State Museum revamping exhibits
The woolly mammoth isn’t moving and the ghost town will be left intact, but a number of exhibits will be updated and overhauled at the Nevada State Museum. The changes are part of a $2 million project that includes everything from retrofitting the old Carson City Mint for the disabled to sprucing up the building’s exterior.
Those who want to see the bird and American Indian exhibits the old way are advised to do so before Jan. 5.
“We have to start removing the exhibits so we can be ready for the asbestos removal, within the month,” said Jim Barmore, museum director. “We’ll have to take the cases out. We may be putting some of them back, but we’ll be redesigning the floor plan.”
Barmore said most of the museum’s exhibits, about 80 percent, will not be affected. Treasures, like the mine that opened in the early 1950s, won’t be touched. “Generations have enjoyed it,” Barmore said. “The USS Nevada silver service is staying and there are plans to make it better by displaying more USS Nevada battleship relics.
“It’s about continuity versus change,” he said. “A lot of people love the old exhibits because they don’t change, but I know what magic the staff can do.”

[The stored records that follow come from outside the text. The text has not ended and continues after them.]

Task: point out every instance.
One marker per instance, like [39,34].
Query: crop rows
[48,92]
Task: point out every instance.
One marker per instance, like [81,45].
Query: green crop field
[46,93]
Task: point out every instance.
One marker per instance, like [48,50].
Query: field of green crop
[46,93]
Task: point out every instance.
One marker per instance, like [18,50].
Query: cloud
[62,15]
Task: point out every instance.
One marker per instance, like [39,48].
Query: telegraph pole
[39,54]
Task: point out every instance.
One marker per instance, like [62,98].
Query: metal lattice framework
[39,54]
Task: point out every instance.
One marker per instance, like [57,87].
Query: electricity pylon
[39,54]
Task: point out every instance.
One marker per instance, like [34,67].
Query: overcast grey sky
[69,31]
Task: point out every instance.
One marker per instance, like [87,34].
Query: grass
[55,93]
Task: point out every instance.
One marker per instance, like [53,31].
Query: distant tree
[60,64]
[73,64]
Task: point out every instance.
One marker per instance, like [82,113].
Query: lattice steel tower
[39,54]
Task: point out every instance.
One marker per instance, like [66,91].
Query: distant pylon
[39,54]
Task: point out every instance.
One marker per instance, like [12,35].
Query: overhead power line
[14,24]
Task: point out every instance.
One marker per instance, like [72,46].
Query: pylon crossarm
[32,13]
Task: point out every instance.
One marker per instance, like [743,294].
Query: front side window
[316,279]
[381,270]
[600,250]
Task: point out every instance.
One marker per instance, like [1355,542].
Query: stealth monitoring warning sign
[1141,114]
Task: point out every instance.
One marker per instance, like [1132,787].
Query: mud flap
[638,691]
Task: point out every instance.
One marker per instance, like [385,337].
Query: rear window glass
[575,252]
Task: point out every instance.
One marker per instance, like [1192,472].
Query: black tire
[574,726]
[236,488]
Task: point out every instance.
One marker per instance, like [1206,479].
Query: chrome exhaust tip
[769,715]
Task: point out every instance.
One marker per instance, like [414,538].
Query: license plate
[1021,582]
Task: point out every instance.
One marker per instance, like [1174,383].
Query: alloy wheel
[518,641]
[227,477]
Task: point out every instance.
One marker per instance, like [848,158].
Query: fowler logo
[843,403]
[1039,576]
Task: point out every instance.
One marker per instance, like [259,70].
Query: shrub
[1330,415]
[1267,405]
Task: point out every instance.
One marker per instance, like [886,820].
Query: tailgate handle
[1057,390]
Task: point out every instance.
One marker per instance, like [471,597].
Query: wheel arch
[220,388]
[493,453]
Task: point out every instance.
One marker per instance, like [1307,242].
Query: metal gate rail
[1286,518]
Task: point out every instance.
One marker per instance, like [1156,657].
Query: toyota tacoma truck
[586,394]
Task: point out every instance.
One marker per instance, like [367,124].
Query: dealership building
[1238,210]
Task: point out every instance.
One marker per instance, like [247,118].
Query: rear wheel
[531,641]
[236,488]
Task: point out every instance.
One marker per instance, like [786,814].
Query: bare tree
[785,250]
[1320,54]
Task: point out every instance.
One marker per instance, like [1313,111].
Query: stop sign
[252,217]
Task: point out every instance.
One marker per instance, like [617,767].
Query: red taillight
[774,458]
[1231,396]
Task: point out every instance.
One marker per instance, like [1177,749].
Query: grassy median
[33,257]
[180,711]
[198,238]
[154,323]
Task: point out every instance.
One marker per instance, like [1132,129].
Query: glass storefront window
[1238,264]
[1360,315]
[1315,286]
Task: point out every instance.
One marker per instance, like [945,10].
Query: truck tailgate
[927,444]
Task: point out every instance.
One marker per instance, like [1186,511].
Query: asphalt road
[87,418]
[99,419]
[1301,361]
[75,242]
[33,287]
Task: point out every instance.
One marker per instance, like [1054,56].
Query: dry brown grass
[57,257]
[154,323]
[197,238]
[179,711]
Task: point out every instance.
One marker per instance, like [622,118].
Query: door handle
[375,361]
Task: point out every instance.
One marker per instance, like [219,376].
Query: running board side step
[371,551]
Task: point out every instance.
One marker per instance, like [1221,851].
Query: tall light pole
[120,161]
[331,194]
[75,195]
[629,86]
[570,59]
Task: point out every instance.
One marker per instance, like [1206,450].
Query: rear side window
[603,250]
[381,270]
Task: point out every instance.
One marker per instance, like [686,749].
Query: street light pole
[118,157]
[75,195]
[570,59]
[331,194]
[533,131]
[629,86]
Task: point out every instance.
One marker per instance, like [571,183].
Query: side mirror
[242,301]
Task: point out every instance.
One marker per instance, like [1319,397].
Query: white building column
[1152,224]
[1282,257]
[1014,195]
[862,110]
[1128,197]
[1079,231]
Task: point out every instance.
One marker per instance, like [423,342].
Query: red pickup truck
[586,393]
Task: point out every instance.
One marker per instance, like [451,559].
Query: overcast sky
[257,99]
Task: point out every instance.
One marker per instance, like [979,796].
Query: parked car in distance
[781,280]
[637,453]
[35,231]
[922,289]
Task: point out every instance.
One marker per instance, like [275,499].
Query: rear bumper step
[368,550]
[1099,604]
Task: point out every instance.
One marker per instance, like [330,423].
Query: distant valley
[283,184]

The bird gallery, on the other hand, has been criticized for being static and out-of-date, Barmore said.
“We do visitor surveys, to find out what people want and like,” Barmore said. “Some don’t like the stuffed animals.”
The complex series of projects will be completed over the next few years. The effort started with the Legislature’s approval of $2 million in capital improvement funds in 2003.
The total cost of the project hasn’t been calculated, Barmore said.
The renovation started weeks ago with the transfer of some administrative offices. The exhibit work will start Jan. 5 and the whole job should be completed by June 2005, Barmore said.
Basic preservation work like a new roof, restoration of window sills and replacement of broken glass are scheduled for the Mint and to address access issues for the handicapped, drinking fountains and exhibit cases will be brought into compliance.
“For people in wheelchairs, many of the exhibit cases are too high,” Barmore said. “We also have an HVAC system, (heating and air conditioning) that’s exceeded its life expectancy by a number of years.”
Many of the American Indian exhibits, including the dioramas about American Indian life, the artwork of Washoe basket weaver Dat-So-La-Lee and the camp scene, will move to Under One Sky, the long-term American Indian exhibit housed just north of the main building.
“When visitors go to the balcony above the origins theater at Under One Sky, they’ll be looking at the camp scene,” Barmore said. All of the aforementioned except restoration of the camp scene are included in phase one of a two-part project.
Phase two includes a new main entrance with handicapped accessibility on the north side of the main building, metal reinforcement throughout the main building’s attic and opening up the cupola at the top of the Mint, Barmore said.
Gardnerville architect Robert Oxoby has been contracted to create a design for the improvements during phase one, but money for the construction will come with phase two.
Officials will approach the Legislature for more funding once phase one has been completed, said Evan Dale, deputy manager of administration for the Public Works Board.
“We assume the State will participate in phase two,” Barmore said. “But we’re hoping to tap into the private sector for support, to finish the project.”